Issues in monetary normalisation

June 16, 2009

john_kemp— John Kemp is a Reuters columnist. The views expressed are his own —

Investors like simple narratives, which is why markets swing erratically and illogically between extremes of hope and fear. Reality is more complex. As F. Scott Fitzgerald remarked “the true test of a first-rate mind is the ability to hold two contradictory ideas at the same time”.

The bond market is currently struggling to reconcile contradictory fears about inflation and recession, not always successfully.

The medium-term outlook for the U.S. economy is dominated by the risk of inflation as massive injections of liquidity eventually fuel a rebound in economic activity accompanied by widespread price increases, starting with oil and other commodities and spreading to the rest of the manufacturing system. In effect, this would be a destabilising repetition of conditions that characterised the period between 2004 and 2008.

But in the short term, risks are concentrated on the downside. Households and businesses scarred by recession and burdened by a legacy of excessive debt from the boom years are unlikely to boost spending and investment significantly in the next year or two. So in its early stages, the recovery is likely to be halting and tepid, requiring significant support from monetary and fiscal stimulus.

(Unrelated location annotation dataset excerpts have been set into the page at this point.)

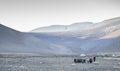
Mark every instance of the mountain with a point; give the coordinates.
(77, 38)
(84, 37)
(64, 28)
(12, 41)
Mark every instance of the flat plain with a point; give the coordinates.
(57, 63)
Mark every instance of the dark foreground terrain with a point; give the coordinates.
(56, 63)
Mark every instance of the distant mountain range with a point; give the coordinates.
(84, 37)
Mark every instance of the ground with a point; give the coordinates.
(57, 63)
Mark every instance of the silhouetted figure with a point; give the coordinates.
(90, 60)
(94, 58)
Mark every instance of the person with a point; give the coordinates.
(90, 60)
(94, 58)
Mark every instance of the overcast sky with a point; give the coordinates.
(25, 15)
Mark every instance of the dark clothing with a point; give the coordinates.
(94, 59)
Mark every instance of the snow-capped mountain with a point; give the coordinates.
(65, 28)
(84, 37)
(90, 37)
(12, 41)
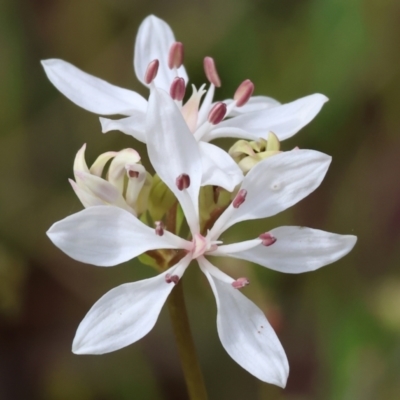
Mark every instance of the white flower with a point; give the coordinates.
(156, 41)
(124, 182)
(107, 236)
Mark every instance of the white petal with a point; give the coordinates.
(255, 103)
(174, 151)
(103, 189)
(133, 126)
(274, 185)
(85, 196)
(247, 336)
(153, 41)
(284, 120)
(123, 315)
(219, 168)
(106, 236)
(296, 250)
(91, 93)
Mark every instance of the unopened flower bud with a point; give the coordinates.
(151, 71)
(211, 71)
(177, 89)
(243, 92)
(175, 55)
(183, 181)
(240, 198)
(159, 228)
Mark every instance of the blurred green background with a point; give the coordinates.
(340, 326)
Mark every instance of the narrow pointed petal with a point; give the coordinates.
(91, 93)
(297, 249)
(85, 196)
(106, 236)
(284, 120)
(173, 151)
(153, 41)
(255, 103)
(274, 185)
(133, 125)
(247, 335)
(101, 161)
(219, 168)
(123, 315)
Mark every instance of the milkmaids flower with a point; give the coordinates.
(127, 184)
(241, 117)
(109, 235)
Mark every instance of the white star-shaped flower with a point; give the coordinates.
(155, 41)
(108, 235)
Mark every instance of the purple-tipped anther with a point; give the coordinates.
(211, 71)
(177, 89)
(267, 239)
(175, 55)
(183, 181)
(243, 92)
(240, 198)
(159, 228)
(240, 283)
(172, 278)
(151, 71)
(217, 113)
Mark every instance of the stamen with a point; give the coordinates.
(267, 239)
(171, 278)
(217, 113)
(177, 89)
(211, 71)
(243, 92)
(240, 283)
(183, 181)
(159, 228)
(151, 71)
(175, 56)
(240, 198)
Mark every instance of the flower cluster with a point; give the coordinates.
(254, 180)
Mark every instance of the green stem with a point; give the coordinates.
(186, 348)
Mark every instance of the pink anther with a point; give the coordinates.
(183, 181)
(172, 278)
(243, 92)
(175, 56)
(217, 113)
(159, 228)
(267, 239)
(240, 198)
(177, 89)
(240, 283)
(151, 71)
(211, 71)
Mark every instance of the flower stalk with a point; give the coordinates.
(184, 340)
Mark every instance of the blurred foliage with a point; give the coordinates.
(340, 325)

The challenge for both markets and policymakers is to respond to a scenario in which monetary policy will remain ultra-loose for an extended period (to entrench the recovery) and then need to be tightened fairly rapidly (to prevent an inflationary breakout).

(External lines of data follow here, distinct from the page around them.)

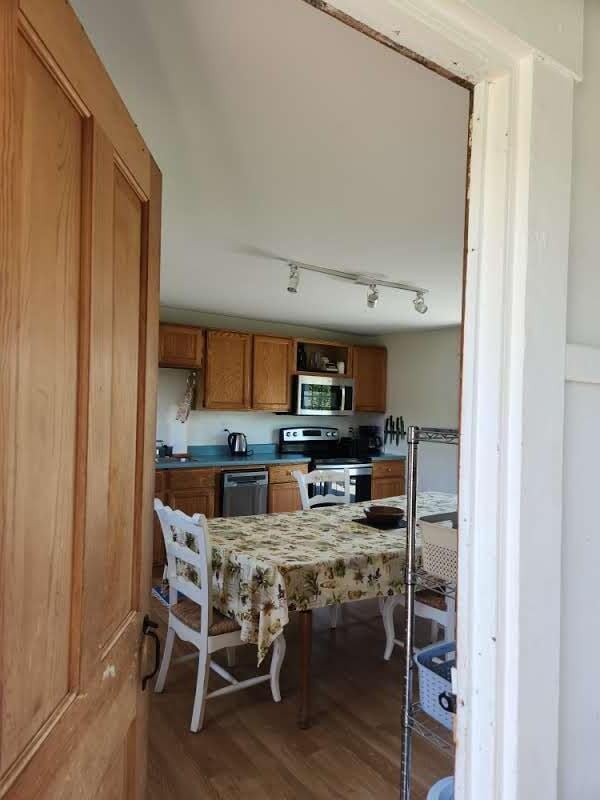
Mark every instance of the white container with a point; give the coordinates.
(442, 790)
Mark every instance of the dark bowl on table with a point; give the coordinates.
(384, 515)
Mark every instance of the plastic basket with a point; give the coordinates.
(439, 550)
(442, 790)
(435, 664)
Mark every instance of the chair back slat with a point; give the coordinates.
(323, 477)
(189, 558)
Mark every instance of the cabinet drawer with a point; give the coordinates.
(160, 482)
(388, 469)
(191, 478)
(282, 473)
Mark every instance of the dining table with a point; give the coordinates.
(267, 567)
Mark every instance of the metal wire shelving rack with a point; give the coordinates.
(413, 720)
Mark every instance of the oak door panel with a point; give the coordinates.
(79, 304)
(227, 370)
(42, 535)
(370, 375)
(271, 390)
(284, 497)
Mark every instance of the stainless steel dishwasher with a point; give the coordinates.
(245, 493)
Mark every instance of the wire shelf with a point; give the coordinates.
(419, 723)
(443, 435)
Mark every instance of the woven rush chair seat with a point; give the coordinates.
(189, 613)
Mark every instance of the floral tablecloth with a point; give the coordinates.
(267, 565)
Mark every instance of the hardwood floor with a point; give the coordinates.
(251, 747)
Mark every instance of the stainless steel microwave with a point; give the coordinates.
(323, 395)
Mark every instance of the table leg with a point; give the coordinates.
(305, 620)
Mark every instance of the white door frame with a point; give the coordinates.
(512, 391)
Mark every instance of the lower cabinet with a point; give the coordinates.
(284, 494)
(388, 479)
(193, 501)
(189, 490)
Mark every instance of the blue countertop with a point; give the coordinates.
(218, 456)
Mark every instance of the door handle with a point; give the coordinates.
(148, 629)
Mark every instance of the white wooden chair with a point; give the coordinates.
(323, 476)
(439, 550)
(193, 618)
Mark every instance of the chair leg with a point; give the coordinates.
(201, 687)
(388, 624)
(333, 615)
(276, 662)
(166, 660)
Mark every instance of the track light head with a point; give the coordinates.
(420, 304)
(372, 296)
(294, 279)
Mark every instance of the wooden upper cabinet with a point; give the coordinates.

Past experience suggests the Federal Reserve and other central banks will find the first part easier than the second.

Until recently, investors appeared to be doing a good job holding these contradictory views (a short term dominated by deflation and recession, a medium term dominated by recovery and inflation) at the same time.

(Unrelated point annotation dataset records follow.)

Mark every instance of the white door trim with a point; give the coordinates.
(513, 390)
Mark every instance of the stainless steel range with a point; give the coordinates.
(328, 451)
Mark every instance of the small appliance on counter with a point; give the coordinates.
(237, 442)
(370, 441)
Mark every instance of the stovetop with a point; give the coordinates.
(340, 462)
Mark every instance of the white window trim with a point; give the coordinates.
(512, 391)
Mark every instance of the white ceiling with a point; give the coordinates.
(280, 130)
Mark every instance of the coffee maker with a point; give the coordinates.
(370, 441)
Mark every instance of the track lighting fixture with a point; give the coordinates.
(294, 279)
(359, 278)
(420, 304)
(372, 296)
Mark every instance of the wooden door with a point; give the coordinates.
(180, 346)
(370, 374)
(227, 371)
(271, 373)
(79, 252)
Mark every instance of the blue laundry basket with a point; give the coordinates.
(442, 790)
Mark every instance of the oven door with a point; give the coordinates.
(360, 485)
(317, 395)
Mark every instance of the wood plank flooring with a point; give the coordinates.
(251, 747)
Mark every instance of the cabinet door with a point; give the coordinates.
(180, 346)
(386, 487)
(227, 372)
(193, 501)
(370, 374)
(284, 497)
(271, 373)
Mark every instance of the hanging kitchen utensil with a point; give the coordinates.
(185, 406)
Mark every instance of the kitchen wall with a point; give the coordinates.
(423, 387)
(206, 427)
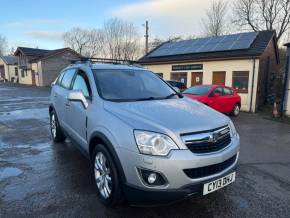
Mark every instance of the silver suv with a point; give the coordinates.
(147, 143)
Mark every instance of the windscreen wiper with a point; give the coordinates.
(173, 94)
(147, 99)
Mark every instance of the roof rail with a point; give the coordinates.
(106, 61)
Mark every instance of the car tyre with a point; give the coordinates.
(236, 110)
(106, 177)
(55, 129)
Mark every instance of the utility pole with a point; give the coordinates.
(146, 36)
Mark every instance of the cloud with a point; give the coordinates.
(46, 35)
(32, 23)
(166, 17)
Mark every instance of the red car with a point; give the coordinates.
(221, 98)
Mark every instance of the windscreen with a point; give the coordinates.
(197, 90)
(131, 85)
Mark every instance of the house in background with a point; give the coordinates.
(8, 68)
(246, 61)
(40, 67)
(286, 102)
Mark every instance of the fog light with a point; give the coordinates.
(152, 178)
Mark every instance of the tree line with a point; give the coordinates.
(120, 39)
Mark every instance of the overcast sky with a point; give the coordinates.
(41, 23)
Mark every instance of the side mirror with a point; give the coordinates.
(78, 96)
(53, 83)
(176, 89)
(216, 95)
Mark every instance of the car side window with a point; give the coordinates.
(59, 78)
(218, 90)
(67, 78)
(81, 83)
(227, 91)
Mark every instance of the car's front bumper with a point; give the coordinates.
(172, 167)
(137, 196)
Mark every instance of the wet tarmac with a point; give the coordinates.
(41, 179)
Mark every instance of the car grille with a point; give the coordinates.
(200, 172)
(209, 141)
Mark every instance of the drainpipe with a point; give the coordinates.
(253, 78)
(8, 73)
(286, 87)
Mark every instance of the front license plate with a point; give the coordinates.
(219, 183)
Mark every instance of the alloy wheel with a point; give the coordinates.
(236, 110)
(103, 175)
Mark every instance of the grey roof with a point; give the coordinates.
(256, 49)
(10, 60)
(32, 51)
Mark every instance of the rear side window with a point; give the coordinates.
(67, 78)
(228, 91)
(218, 90)
(59, 78)
(81, 83)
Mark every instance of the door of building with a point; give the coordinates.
(33, 77)
(196, 78)
(219, 78)
(2, 72)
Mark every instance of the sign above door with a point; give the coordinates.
(182, 67)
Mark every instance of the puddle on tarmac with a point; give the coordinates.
(9, 172)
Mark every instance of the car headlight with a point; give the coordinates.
(154, 143)
(233, 128)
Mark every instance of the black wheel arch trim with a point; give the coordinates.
(111, 150)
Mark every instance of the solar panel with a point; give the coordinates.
(209, 44)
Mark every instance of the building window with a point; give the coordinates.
(182, 77)
(160, 75)
(241, 81)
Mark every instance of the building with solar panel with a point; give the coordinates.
(245, 61)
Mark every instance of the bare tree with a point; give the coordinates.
(122, 40)
(84, 41)
(3, 45)
(117, 39)
(263, 15)
(215, 21)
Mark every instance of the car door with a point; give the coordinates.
(60, 95)
(76, 115)
(216, 102)
(228, 99)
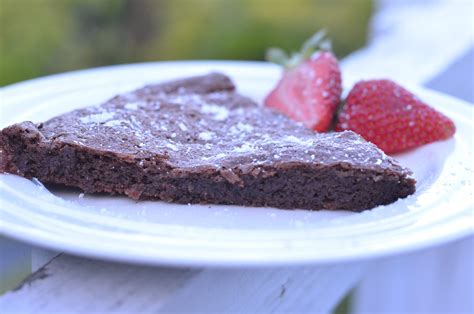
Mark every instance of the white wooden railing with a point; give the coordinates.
(420, 42)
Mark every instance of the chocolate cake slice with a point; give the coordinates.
(196, 140)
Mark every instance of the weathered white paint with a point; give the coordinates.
(401, 43)
(77, 285)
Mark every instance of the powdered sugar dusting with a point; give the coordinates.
(97, 118)
(206, 136)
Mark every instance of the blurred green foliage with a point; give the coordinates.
(39, 37)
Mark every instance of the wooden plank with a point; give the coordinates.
(80, 285)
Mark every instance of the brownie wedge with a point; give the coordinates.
(196, 140)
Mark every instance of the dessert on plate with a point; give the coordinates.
(196, 140)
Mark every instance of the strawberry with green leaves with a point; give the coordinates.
(310, 88)
(391, 117)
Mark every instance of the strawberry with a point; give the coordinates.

Yields on benchmark two and three year U.S. Treasury notes, the part of the curve most sensitive to the short-term outlook for monetary policy, had remained basically unchanged since February. In contrast, yields on five year and especially 10-year notes, which are dominated by the outlook for recovery and inflation, had risen steeply.

The market was pricing a period of low interest rates lasting 12-18 months followed by a return to normal conditions thereafter, marked by a pronounced steepening of the yield curve.

But in the past two weeks, rates on 2 and 3-year paper have risen sharply as signs of stabilisation from payrolls and manufacturing surveys have encouraged the market to price in a much earlier increase in interest rates.


The market is almost certainly being too aggressive. The Fed’s track record suggests policy is unlikely to be tightened significantly until the middle of 2010. Here are 6 reasons why:

(1) Policymakers’ fondness for injecting liquidity in response to a crisis and difficulty removing it in a timely manner afterwards is well-documented. But the “Greenspan put” could just as readily be described as a “Bernanke put”; there is no perceptible difference between the current Fed chairman and his predecessor on this issue.

(2) Fed Chairman Ben Bernanke has accepted regulators’ mistakes contributed to the crisis, in particular weakness in bank supervision. But he has not accepted criticism that the Fed kept rates too low for too long after the last recession in 2000-2001. If the Fed does not believe it did anything wrong then, there is no reason to think it will behave differently this time.

(3) The decision to postpone interest rate rises after the last recession was a response to a weak and fitful recovery. Policymakers, led by Bernanke, expressed repeated concerns about the lack of a “self-sustaining” expansion, the risk that it would stall, and that deflationary forces would take hold. If, as is likely, the current expansion is similarly patchy, there is no reason to think the Bernanke Fed will behave differently.

(4) As a student of the Great Depression, Bernanke is aware of criticism that the Fed’s decision to reduce “excess liquidity” in 1937 and 1938 by raising reserve requirements, prompted by sharp increases in the price of steel and other raw materials, is blamed by historians for short-circuiting the recovery and plunging the economy into renewed recession. He will not wish to repeat the error.

(5) Officials believe there is little danger of sustained price increases while manufacturers have large amounts of spare capacity. U.S. manufacturers are currently using only 65 percent of theoretical capacity, well under the 80 percent cyclical average since 1972. Until this slack has been reabsorbed, fierce competition should prevent isolated increases in the price of raw materials (such as oil) from being passed on to final consumers, limiting the risk of an inflationary breakout. This cushion of spare capacity gives the Fed plenty of time before policy needs to be normalised.

6) Even if oil prices and other commodities continue to rise sharply, the Fed will portray this is a one-off readjustment in relative prices (Adam Smith’s “invisible hand” at work) rather than as a generalised increase in the price level (inflation) requiring a response from monetary policy.

For all these reasons, monetary policy is likely to remain on hold until well into 2010. The Fed may decide to tinker with policy around the margins by tapering off the volume of U.S. Treasury securities bought back as part of the quantitative easing programme.

Even then the Fed may feel compelled to maintain at least some small-scale purchases to make its preference for low short term rates effective. But any rise in the federal funds target is likely to be postponed until 2010.

In this context, holding contradictory views about a weak recovery nearby and the threat of inflation further out requires a steeper yield curve. The recent sell-off in two year and  three year notes relative to the 10-year looks ripe for a partial reversal as the market once again decides it is possible to hold contradictory views.